J'ai décrit dans ma vidéo précédente les différences entre la honte et la culpabilité, même si on les retrouve souvent réunies.

Quand on se sent honteux, on se regarde à travers les yeux d'un autre qui nous juge, qui nous critique.

Mais cet autre qui nous rejette, c'est nous-mêmes !
C'est pour ça qu'on peut très bien se sentir honteux tout seul.
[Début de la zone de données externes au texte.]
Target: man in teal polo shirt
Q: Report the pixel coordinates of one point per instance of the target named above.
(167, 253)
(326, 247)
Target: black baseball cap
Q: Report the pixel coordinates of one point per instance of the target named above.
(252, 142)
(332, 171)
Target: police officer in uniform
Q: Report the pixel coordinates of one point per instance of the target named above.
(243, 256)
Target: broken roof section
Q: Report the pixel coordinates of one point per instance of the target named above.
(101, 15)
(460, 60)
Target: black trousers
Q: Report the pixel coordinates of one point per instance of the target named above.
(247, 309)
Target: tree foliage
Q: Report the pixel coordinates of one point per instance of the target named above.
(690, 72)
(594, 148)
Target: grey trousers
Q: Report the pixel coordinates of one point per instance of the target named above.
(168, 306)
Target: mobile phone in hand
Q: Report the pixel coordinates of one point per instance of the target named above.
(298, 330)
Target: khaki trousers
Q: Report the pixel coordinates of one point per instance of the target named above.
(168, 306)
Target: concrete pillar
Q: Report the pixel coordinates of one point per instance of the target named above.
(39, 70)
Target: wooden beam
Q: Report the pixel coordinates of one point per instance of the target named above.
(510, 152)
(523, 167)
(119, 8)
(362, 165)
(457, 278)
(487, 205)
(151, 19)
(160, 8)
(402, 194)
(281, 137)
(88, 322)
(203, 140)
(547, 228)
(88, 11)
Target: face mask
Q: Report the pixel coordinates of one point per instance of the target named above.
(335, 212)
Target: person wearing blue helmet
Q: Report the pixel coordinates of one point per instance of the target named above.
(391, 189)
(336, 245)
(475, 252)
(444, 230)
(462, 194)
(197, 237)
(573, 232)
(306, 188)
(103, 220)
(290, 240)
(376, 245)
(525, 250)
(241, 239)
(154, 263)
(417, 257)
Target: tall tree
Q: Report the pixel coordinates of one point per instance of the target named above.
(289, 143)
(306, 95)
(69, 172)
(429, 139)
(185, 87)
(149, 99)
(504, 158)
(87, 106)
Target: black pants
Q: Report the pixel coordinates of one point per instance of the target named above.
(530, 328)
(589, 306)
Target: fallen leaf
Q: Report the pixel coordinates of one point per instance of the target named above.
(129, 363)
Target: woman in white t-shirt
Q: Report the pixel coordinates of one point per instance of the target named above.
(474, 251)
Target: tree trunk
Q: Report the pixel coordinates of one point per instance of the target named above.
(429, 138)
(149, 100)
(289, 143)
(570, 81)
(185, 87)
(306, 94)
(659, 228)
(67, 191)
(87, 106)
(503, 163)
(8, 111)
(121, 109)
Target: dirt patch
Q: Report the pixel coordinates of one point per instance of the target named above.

On n'a pas forcément besoin des autres pour rougir de honte !

C'est quoi la honte ?

Les personnes qui souffrent d'une honte chronique croient qu'elles sont fondamentalement défectueuses, mauvaises, dégoûtantes, ou même diaboliques.

Elles condamnent ce qu'elles font ou ne font pas.
Elles condamnent leur apparence physique, qu'elles se jugent laides, trop grosses, ou disproportionnées.
Elles condamnent ce qu'elles ressentent, que ce soit de la colère, de la tristesse, de l'excitation sexuelle ou de la peur.

Bref, elles condamnent qui elles sont, dans leur totalité.

La honte c'est donc un sentiment d'infériorité, d'inadéquation, d'incompétence et d'impuissance. C'est ce qu'on éprouve quand on se sent abandonné, rejeté ou critiqué, que ce soit vrai ou que ce soit simplement une impression.

Et la honte provoque le silence, le repli sur soi, l'envie de disparaitre jusqu'à mourir de honte.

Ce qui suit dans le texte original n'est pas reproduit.